The stranger followed Lady Markham into the drawing-room, at which he gazed with wonder and admiration. “This is something like a house,” he said. “Little we thought when I used to know Will Markham that he would ever come to this honour and glory. It was in the year—bless me, not any year you can recollect—forty years ago if it is a day. His brothers were living, and he was nearly as poor as the rest of us. I married Katey. He must have spoken of the Gavestons, though he might not mention his old friend Lenny. Ah, well, maybe no—to be sure I am not taking everything into consideration. Did your father ever tell you, my boys, of the West Indies, and the insurrection, and all the stirring times we had there?

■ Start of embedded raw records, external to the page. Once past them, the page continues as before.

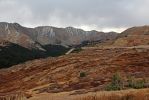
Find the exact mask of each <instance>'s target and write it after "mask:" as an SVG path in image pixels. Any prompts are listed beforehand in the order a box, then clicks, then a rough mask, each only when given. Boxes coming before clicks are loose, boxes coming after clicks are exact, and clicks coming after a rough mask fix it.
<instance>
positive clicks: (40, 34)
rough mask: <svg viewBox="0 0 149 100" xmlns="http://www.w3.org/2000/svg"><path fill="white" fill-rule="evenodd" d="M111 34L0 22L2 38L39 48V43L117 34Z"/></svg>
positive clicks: (93, 39)
mask: <svg viewBox="0 0 149 100" xmlns="http://www.w3.org/2000/svg"><path fill="white" fill-rule="evenodd" d="M109 34H110V35H109ZM109 34H108V33H106V34H105V33H103V32H97V31H84V30H81V29H76V28H73V27H67V28H56V27H51V26H41V27H36V28H26V27H23V26H21V25H19V24H17V23H5V22H1V23H0V39H4V40H8V41H10V42H12V43H16V44H19V45H21V46H23V47H27V48H39V47H40V45H39V44H41V45H49V44H53V45H56V44H58V45H77V44H80V43H81V42H83V41H96V40H101V41H105V40H106V39H114V38H116V36H117V34H116V33H114V32H111V33H109ZM38 43H39V44H38Z"/></svg>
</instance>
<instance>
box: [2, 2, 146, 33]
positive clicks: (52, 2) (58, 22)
mask: <svg viewBox="0 0 149 100" xmlns="http://www.w3.org/2000/svg"><path fill="white" fill-rule="evenodd" d="M148 5H149V0H0V21H8V22H18V23H20V24H23V25H26V26H38V25H52V26H58V27H66V26H74V27H80V28H84V29H97V30H104V31H110V30H116V31H120V30H123V29H125V28H127V27H131V26H136V25H145V24H149V20H148V18H149V10H148V9H149V6H148Z"/></svg>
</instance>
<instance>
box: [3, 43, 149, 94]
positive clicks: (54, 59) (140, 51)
mask: <svg viewBox="0 0 149 100" xmlns="http://www.w3.org/2000/svg"><path fill="white" fill-rule="evenodd" d="M148 52H149V47H148V46H147V47H135V48H134V47H132V48H127V47H126V48H88V49H85V50H83V51H81V52H80V53H77V54H76V53H73V54H70V55H65V56H61V57H56V58H47V59H39V60H35V61H29V62H26V63H24V64H20V65H16V66H13V67H11V68H9V69H4V70H1V73H0V77H1V80H0V81H1V82H0V92H1V93H7V92H14V91H26V92H27V91H30V92H31V93H34V92H35V93H44V92H48V93H53V92H62V91H72V90H78V89H79V90H80V89H86V90H89V91H97V90H98V91H99V90H103V89H105V86H106V84H108V83H109V82H110V80H111V77H112V75H113V74H114V73H116V72H119V74H120V75H121V76H122V77H123V81H124V82H127V80H128V77H129V76H131V77H134V79H135V80H137V79H140V78H144V79H145V80H146V81H147V82H148V77H149V76H148V75H149V74H148V71H149V70H148V65H149V55H148V54H149V53H148ZM82 72H83V73H85V77H80V73H82ZM105 73H106V74H105ZM3 83H5V84H3Z"/></svg>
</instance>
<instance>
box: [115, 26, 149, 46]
mask: <svg viewBox="0 0 149 100" xmlns="http://www.w3.org/2000/svg"><path fill="white" fill-rule="evenodd" d="M148 41H149V26H141V27H132V28H129V29H127V30H125V31H124V32H122V33H121V34H120V35H119V36H118V37H117V39H116V41H115V42H114V44H113V45H115V46H137V45H148V44H149V42H148Z"/></svg>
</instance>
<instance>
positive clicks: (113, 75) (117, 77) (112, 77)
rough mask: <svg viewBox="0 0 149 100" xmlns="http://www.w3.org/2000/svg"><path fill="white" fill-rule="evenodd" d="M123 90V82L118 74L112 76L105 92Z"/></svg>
mask: <svg viewBox="0 0 149 100" xmlns="http://www.w3.org/2000/svg"><path fill="white" fill-rule="evenodd" d="M121 89H123V82H122V79H121V77H120V75H119V74H118V73H116V74H114V75H113V77H112V81H111V83H110V84H109V85H108V86H107V87H106V90H107V91H112V90H114V91H115V90H121Z"/></svg>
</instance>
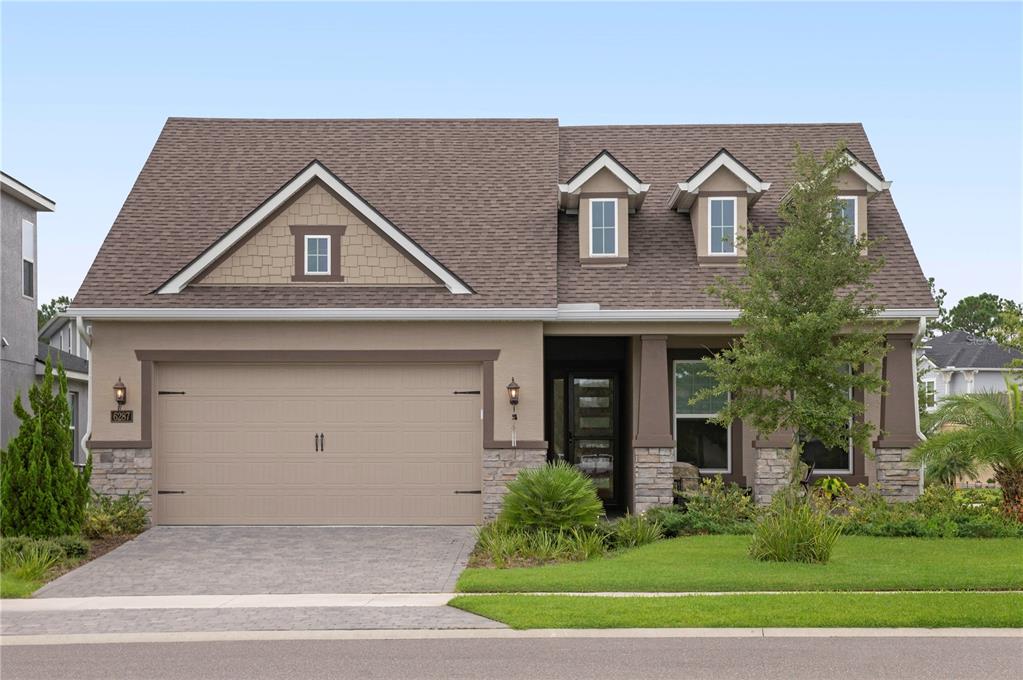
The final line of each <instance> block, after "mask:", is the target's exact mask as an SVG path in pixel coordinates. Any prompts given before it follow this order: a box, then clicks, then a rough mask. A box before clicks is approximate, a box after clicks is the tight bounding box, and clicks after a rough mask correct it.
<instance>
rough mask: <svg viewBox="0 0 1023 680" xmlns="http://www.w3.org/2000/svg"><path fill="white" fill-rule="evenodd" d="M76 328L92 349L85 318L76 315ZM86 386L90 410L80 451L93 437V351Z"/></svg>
mask: <svg viewBox="0 0 1023 680" xmlns="http://www.w3.org/2000/svg"><path fill="white" fill-rule="evenodd" d="M75 329H76V330H77V331H78V336H79V337H80V338H82V342H83V343H85V346H86V347H87V348H89V349H90V350H91V349H92V333H90V332H89V329H88V328H86V326H85V319H83V318H82V317H81V316H76V317H75ZM86 386H87V389H88V391H89V408H88V410H87V411H86V414H85V434H84V435H83V436H82V440H81V446H80V449H79V450H80V451H87V450H88V449H87V448H86V444H87V443H88V441H89V439H91V438H92V410H93V403H92V400H93V394H92V352H91V351H90V352H89V377H88V379H87V381H86ZM89 455H91V454H89ZM76 465H79V466H80V467H84V466H85V465H84V463H83V464H79V463H78V461H76Z"/></svg>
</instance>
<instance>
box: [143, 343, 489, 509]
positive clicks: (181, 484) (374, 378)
mask: <svg viewBox="0 0 1023 680" xmlns="http://www.w3.org/2000/svg"><path fill="white" fill-rule="evenodd" d="M154 374H155V375H154V381H155V395H154V397H153V399H154V420H153V440H154V441H153V448H154V451H153V458H154V459H153V466H154V486H155V489H157V497H155V503H157V506H155V522H157V523H158V524H161V525H473V524H479V523H480V520H481V518H482V504H481V496H480V490H481V479H482V471H481V454H482V450H483V437H482V425H481V407H482V403H481V397H480V389H481V367H480V364H479V363H474V364H452V363H385V364H379V363H377V364H373V363H342V364H301V363H258V364H243V363H238V364H213V363H171V362H169V363H158V364H157V365H155V371H154Z"/></svg>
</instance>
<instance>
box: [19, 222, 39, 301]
mask: <svg viewBox="0 0 1023 680" xmlns="http://www.w3.org/2000/svg"><path fill="white" fill-rule="evenodd" d="M21 294H23V296H25V297H26V298H35V297H36V225H35V224H33V223H32V222H29V221H28V220H21Z"/></svg>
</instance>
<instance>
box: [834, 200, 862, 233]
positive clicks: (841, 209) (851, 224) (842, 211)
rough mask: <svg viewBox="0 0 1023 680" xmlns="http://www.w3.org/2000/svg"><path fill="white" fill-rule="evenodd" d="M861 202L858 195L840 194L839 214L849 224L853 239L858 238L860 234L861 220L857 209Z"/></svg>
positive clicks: (839, 202)
mask: <svg viewBox="0 0 1023 680" xmlns="http://www.w3.org/2000/svg"><path fill="white" fill-rule="evenodd" d="M858 203H859V199H858V198H857V197H856V196H839V197H838V210H839V215H841V216H842V219H844V220H845V223H846V224H847V225H849V238H850V239H851V240H856V238H857V237H858V236H859V220H858V216H857V213H858V211H857V210H856V206H857V205H858Z"/></svg>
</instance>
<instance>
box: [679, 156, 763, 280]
mask: <svg viewBox="0 0 1023 680" xmlns="http://www.w3.org/2000/svg"><path fill="white" fill-rule="evenodd" d="M769 188H770V182H764V181H762V180H761V179H760V178H759V177H758V176H757V175H756V173H754V172H753V171H752V170H750V169H749V168H747V167H746V166H744V165H743V164H742V163H740V161H739V160H738V158H736V157H735V156H733V155H731V154H730V153H728V151H727V149H724V148H722V149H721V150H720V151H718V152H717V153H716V154H715V155H714V157H712V158H711V160H710V161H708V162H707V163H706V164H704V166H703V167H702V168H701V169H700V170H698V171H697V172H695V173H694V174H693V176H692V177H690V178H688V179H687V180H686V181H684V182H679V183H678V184H677V185H675V188H674V190H673V191H672V192H671V198H670V199H669V203H668V205H669V207H670V208H672V209H674V210H676V211H678V212H679V213H688V214H690V221H691V222H692V223H693V237H694V239H695V240H696V244H697V262H699V263H700V264H701V265H725V264H736V263H738V262H739V259H740V258H741V257H743V256H744V255H746V254H745V252H744V250H743V247H742V245H741V244H740V242H739V239H740V237H743V236H745V235H746V226H747V224H748V222H749V209H750V207H751V206H753V203H755V202H756V201H757V200H758V199H759V198H760V196H762V195H763V194H764V192H765V191H767V189H769Z"/></svg>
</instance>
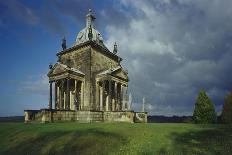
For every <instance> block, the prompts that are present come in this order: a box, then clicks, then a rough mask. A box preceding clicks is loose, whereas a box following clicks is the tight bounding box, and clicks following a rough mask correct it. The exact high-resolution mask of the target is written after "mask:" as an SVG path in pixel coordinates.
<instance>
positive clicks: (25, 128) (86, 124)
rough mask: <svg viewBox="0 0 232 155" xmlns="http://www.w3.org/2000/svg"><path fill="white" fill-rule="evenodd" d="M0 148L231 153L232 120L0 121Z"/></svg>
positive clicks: (39, 151) (155, 153)
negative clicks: (88, 123)
mask: <svg viewBox="0 0 232 155" xmlns="http://www.w3.org/2000/svg"><path fill="white" fill-rule="evenodd" d="M0 154H2V155H7V154H17V155H20V154H22V155H27V154H30V155H31V154H56V155H57V154H58V155H59V154H65V155H69V154H99V155H104V154H122V155H125V154H144V155H145V154H177V155H181V154H183V155H188V154H205V155H208V154H209V155H211V154H215V155H216V154H217V155H218V154H228V155H230V154H232V126H229V125H195V124H181V123H179V124H177V123H148V124H127V123H119V124H118V123H112V124H110V123H92V124H81V123H75V122H72V123H50V124H24V123H0Z"/></svg>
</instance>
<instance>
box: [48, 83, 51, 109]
mask: <svg viewBox="0 0 232 155" xmlns="http://www.w3.org/2000/svg"><path fill="white" fill-rule="evenodd" d="M49 86H50V88H49V105H48V108H49V109H52V82H51V81H49Z"/></svg>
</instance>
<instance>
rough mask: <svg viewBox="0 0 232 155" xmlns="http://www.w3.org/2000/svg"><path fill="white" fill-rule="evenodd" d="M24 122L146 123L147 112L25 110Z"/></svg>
mask: <svg viewBox="0 0 232 155" xmlns="http://www.w3.org/2000/svg"><path fill="white" fill-rule="evenodd" d="M24 113H25V123H28V122H32V121H36V122H41V123H46V122H69V121H76V122H83V123H88V122H128V123H134V122H139V123H146V122H147V113H145V112H134V111H110V112H109V111H92V110H86V111H74V110H54V109H41V110H25V111H24Z"/></svg>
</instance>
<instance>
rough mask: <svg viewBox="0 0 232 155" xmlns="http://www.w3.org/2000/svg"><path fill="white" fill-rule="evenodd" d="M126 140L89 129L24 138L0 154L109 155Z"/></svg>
mask: <svg viewBox="0 0 232 155" xmlns="http://www.w3.org/2000/svg"><path fill="white" fill-rule="evenodd" d="M126 142H127V140H126V139H125V138H123V137H122V136H121V135H118V134H114V133H110V132H105V131H101V130H98V129H89V130H83V131H76V132H62V131H56V132H47V133H43V134H38V135H37V136H35V137H31V138H25V140H23V141H21V142H20V143H18V144H17V145H13V146H12V147H11V148H9V149H8V150H6V151H4V152H0V154H4V155H6V154H17V155H19V154H22V155H26V154H30V155H31V154H33V155H34V154H56V155H57V154H58V155H59V154H65V155H69V154H78V155H79V154H103V155H104V154H109V153H110V152H115V151H116V152H117V150H118V148H119V147H120V146H121V145H123V144H125V143H126Z"/></svg>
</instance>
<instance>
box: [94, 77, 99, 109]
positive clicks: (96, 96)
mask: <svg viewBox="0 0 232 155" xmlns="http://www.w3.org/2000/svg"><path fill="white" fill-rule="evenodd" d="M95 95H96V108H97V110H99V109H100V103H99V95H100V93H99V82H98V81H97V82H96V94H95Z"/></svg>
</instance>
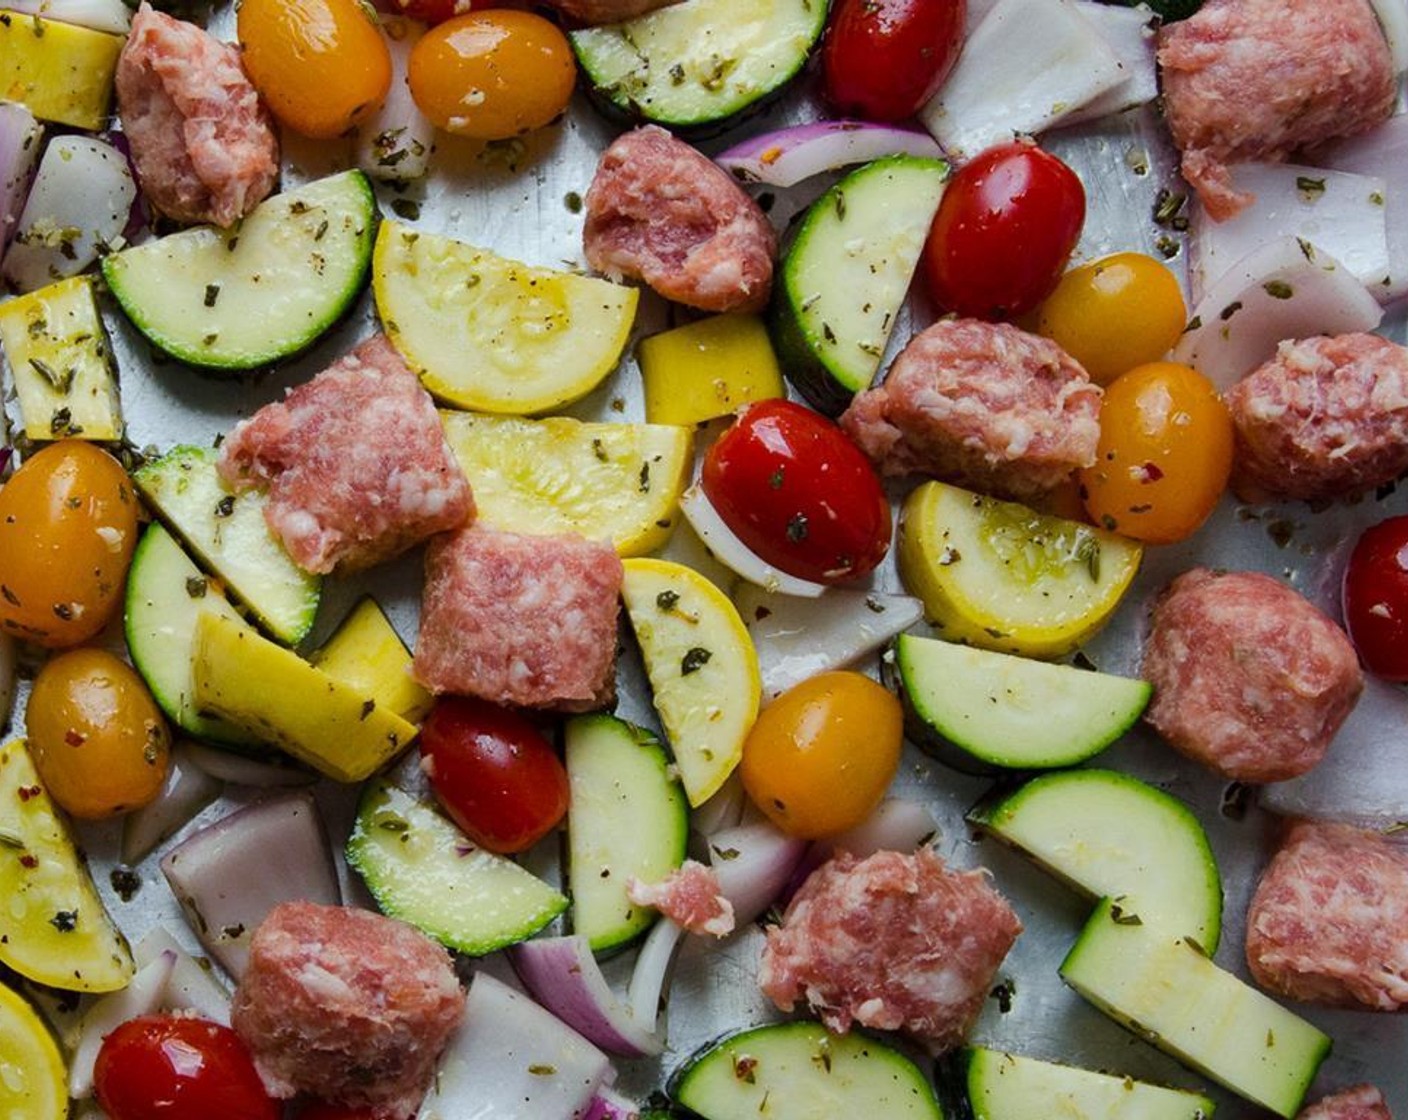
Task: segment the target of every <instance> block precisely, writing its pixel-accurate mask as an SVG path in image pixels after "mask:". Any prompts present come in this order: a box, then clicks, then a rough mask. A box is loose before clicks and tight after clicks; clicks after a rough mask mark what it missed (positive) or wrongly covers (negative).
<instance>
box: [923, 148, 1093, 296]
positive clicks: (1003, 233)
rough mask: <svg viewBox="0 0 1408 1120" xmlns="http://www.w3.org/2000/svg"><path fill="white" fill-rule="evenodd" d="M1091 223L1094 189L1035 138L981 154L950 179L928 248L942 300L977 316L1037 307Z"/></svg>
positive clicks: (929, 277)
mask: <svg viewBox="0 0 1408 1120" xmlns="http://www.w3.org/2000/svg"><path fill="white" fill-rule="evenodd" d="M1084 224H1086V189H1084V186H1081V182H1080V179H1079V178H1077V176H1076V172H1073V170H1071V169H1070V168H1067V166H1066V165H1064V163H1063V162H1062V161H1060V159H1057V158H1056V156H1053V155H1050V154H1048V152H1043V151H1042V149H1041V148H1038V147H1036V145H1035V144H1032V142H1031V141H1014V142H1012V144H1001V145H998V147H995V148H988V149H987V151H984V152H980V154H979V155H977V156H974V158H973V159H972V162H969V163H964V165H963V166H962V168H959V170H957V172H956V173H955V175H953V178H952V179H950V180H949V185H948V189H946V190H945V192H943V200H942V201H941V203H939V210H938V213H936V214H935V216H934V225H932V227H931V228H929V237H928V241H925V245H924V259H922V268H924V276H925V280H926V282H928V286H929V294H931V296H932V297H934V301H935V303H936V304H938V306H939V307H941V309H942V310H945V311H956V313H957V314H960V316H966V317H972V318H987V320H1004V318H1015V317H1018V316H1022V314H1025V313H1026V311H1031V310H1032V309H1033V307H1036V306H1038V304H1039V303H1041V301H1042V300H1043V299H1046V296H1049V294H1050V293H1052V290H1053V289H1055V287H1056V285H1057V283H1059V280H1060V276H1062V272H1063V270H1064V268H1066V262H1067V261H1069V259H1070V254H1071V251H1073V249H1074V248H1076V242H1077V241H1079V239H1080V231H1081V228H1083V225H1084Z"/></svg>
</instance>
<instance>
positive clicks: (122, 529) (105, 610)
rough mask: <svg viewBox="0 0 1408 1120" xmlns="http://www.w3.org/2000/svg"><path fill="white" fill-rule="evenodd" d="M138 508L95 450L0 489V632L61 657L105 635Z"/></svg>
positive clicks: (70, 440) (55, 444)
mask: <svg viewBox="0 0 1408 1120" xmlns="http://www.w3.org/2000/svg"><path fill="white" fill-rule="evenodd" d="M137 510H138V503H137V493H135V492H134V490H132V483H131V480H130V479H128V478H127V472H125V471H124V469H122V465H121V463H120V462H118V461H117V459H114V458H113V456H111V455H108V454H107V452H106V451H101V449H100V448H96V447H93V445H92V444H89V442H84V441H82V440H61V441H59V442H56V444H52V445H49V447H46V448H44V451H41V452H38V454H37V455H34V456H31V458H30V459H27V461H25V463H24V466H21V468H20V469H18V471H15V472H14V476H13V478H11V479H10V480H8V482H7V483H6V485H4V487H3V489H0V628H4V630H6V631H7V633H10V634H13V635H14V637H17V638H23V640H24V641H32V642H37V644H38V645H46V647H49V648H55V649H56V648H65V647H69V645H77V644H79V642H83V641H87V640H89V638H92V637H94V635H96V634H99V631H101V630H103V627H106V626H107V624H108V621H110V620H111V618H113V616H114V614H117V610H118V607H120V606H121V602H122V585H124V583H125V580H127V569H128V566H130V565H131V562H132V548H135V545H137Z"/></svg>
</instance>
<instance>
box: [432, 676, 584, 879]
mask: <svg viewBox="0 0 1408 1120" xmlns="http://www.w3.org/2000/svg"><path fill="white" fill-rule="evenodd" d="M420 742H421V766H422V768H424V771H425V773H427V775H428V776H429V779H431V786H432V788H434V789H435V796H436V797H438V799H439V802H441V804H442V806H444V807H445V811H446V813H449V816H451V819H452V820H453V821H455V823H456V824H458V826H459V827H460V828H462V830H463V831H465V834H466V835H467V837H469V838H470V840H473V841H474V842H476V844H479V845H480V847H483V848H487V850H490V851H496V852H518V851H524V850H525V848H531V847H532V845H534V844H536V842H538V841H539V840H541V838H542V837H545V835H546V834H548V833H551V831H552V830H553V828H556V827H558V823H559V821H560V820H562V817H563V814H566V811H567V771H566V769H565V768H563V765H562V761H560V759H559V758H558V752H556V751H553V748H552V744H551V742H548V740H546V738H543V735H542V733H541V731H539V730H538V728H536V727H535V726H534V724H532V723H529V721H528V720H527V718H524V717H522V716H520V714H518V713H515V711H510V710H508V709H504V707H498V706H497V704H490V703H487V702H486V700H474V699H470V697H465V696H446V697H441V699H439V700H436V702H435V707H434V709H431V714H429V717H427V720H425V724H424V727H422V728H421V740H420Z"/></svg>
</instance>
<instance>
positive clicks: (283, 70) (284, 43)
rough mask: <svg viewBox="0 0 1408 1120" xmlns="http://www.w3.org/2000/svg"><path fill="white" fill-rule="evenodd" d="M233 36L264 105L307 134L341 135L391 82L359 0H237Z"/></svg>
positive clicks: (367, 10) (363, 112)
mask: <svg viewBox="0 0 1408 1120" xmlns="http://www.w3.org/2000/svg"><path fill="white" fill-rule="evenodd" d="M237 34H238V35H239V46H241V51H242V52H244V62H245V70H246V72H248V73H249V80H251V82H253V85H255V89H258V90H259V93H260V96H263V99H265V101H266V103H268V106H269V110H270V111H272V113H273V116H275V117H277V118H279V121H280V123H282V124H284V125H286V127H289V128H291V130H293V131H294V132H301V134H303V135H306V137H314V138H317V139H331V138H332V137H339V135H342V134H344V132H346V131H348V128H351V127H352V125H355V124H358V123H359V121H362V120H363V118H365V117H367V116H369V114H370V113H373V111H376V108H377V106H380V104H382V101H383V100H384V99H386V92H387V90H389V89H390V87H391V52H390V49H389V48H387V45H386V38H384V37H383V35H382V30H380V27H377V23H376V17H375V15H373V13H372V10H370V7H369V6H366V4H362V3H359V0H241V3H239V15H238V20H237Z"/></svg>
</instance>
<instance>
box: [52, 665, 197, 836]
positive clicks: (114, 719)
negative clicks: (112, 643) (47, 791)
mask: <svg viewBox="0 0 1408 1120" xmlns="http://www.w3.org/2000/svg"><path fill="white" fill-rule="evenodd" d="M24 724H25V735H28V741H30V752H31V754H32V755H34V765H35V769H38V772H39V776H41V778H42V779H44V785H45V786H46V788H48V790H49V796H51V797H54V800H55V802H56V803H58V804H59V806H61V807H62V809H65V810H66V811H68V813H69V814H70V816H75V817H83V819H87V820H97V819H101V817H111V816H115V814H117V813H125V811H128V810H132V809H139V807H141V806H144V804H148V803H149V802H152V800H153V799H155V797H156V795H158V793H161V792H162V783H163V782H165V780H166V771H168V768H169V765H170V731H169V728H168V727H166V720H165V718H163V717H162V713H161V710H159V709H158V707H156V702H155V700H153V699H152V695H151V693H149V692H148V690H146V685H145V683H144V682H142V678H141V676H138V675H137V671H135V669H132V668H131V666H130V665H128V664H127V662H125V661H122V659H121V658H118V657H115V655H113V654H110V652H107V651H106V649H86V648H84V649H69V651H68V652H65V654H59V655H58V657H55V658H52V659H51V661H48V662H45V665H44V668H41V669H39V673H38V676H37V678H35V679H34V687H32V689H31V690H30V702H28V704H27V707H25V713H24Z"/></svg>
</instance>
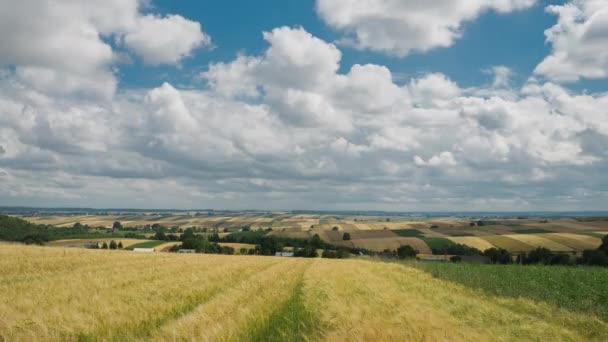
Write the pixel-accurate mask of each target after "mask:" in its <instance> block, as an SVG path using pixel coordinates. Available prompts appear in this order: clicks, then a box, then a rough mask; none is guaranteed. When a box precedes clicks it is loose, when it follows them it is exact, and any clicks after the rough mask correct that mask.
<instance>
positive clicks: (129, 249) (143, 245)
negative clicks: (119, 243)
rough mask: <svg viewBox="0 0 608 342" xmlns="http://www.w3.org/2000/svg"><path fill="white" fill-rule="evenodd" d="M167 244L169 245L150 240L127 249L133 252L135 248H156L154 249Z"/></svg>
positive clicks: (158, 241)
mask: <svg viewBox="0 0 608 342" xmlns="http://www.w3.org/2000/svg"><path fill="white" fill-rule="evenodd" d="M116 243H118V242H116ZM165 243H167V241H159V240H150V241H146V242H140V243H136V244H134V245H131V246H129V247H127V248H125V249H128V250H131V251H132V250H133V249H135V248H154V247H158V246H160V245H164V244H165Z"/></svg>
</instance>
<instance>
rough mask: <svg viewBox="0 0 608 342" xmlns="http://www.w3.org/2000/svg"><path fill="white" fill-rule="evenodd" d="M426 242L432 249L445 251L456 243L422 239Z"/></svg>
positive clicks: (446, 240)
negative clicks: (442, 250)
mask: <svg viewBox="0 0 608 342" xmlns="http://www.w3.org/2000/svg"><path fill="white" fill-rule="evenodd" d="M422 240H424V242H426V244H427V245H428V246H429V248H430V249H438V250H443V249H444V248H445V247H449V246H451V245H454V244H455V243H454V242H453V241H451V240H448V239H446V238H422Z"/></svg>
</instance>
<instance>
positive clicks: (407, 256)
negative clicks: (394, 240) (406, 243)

Harry and Roland looked at each other with eyes brightening, yet confused. Papa was not a man who told stories of anything,—and Lady Markham interposed. “I think you must be making a mistake,” she said. “I am sure Sir William has never been in the West Indies. You must be thinking of some one else of the same name.”

The old soldier looked at her with bewildered surprise. “A mistake!” he said. “I make a mistake about Will Markham? I have known all about him, and the name of his place, his family, and all his belongings for the last forty years! Why, I—I am his——” Then he paused and looked at Lady Markham, and added slowly, “One of his very oldest friends, be the other who he may.”

“I beg your pardon,” she said, concealing her embarrassment over the tea-table.

Colonel Lenny was not particularly fond of tea: he would have liked, he thought, something else instead of it, something that foamed and sparkled; yet the tea was better than nothing. He gave her his pardon very easily, not dwelling upon the offence.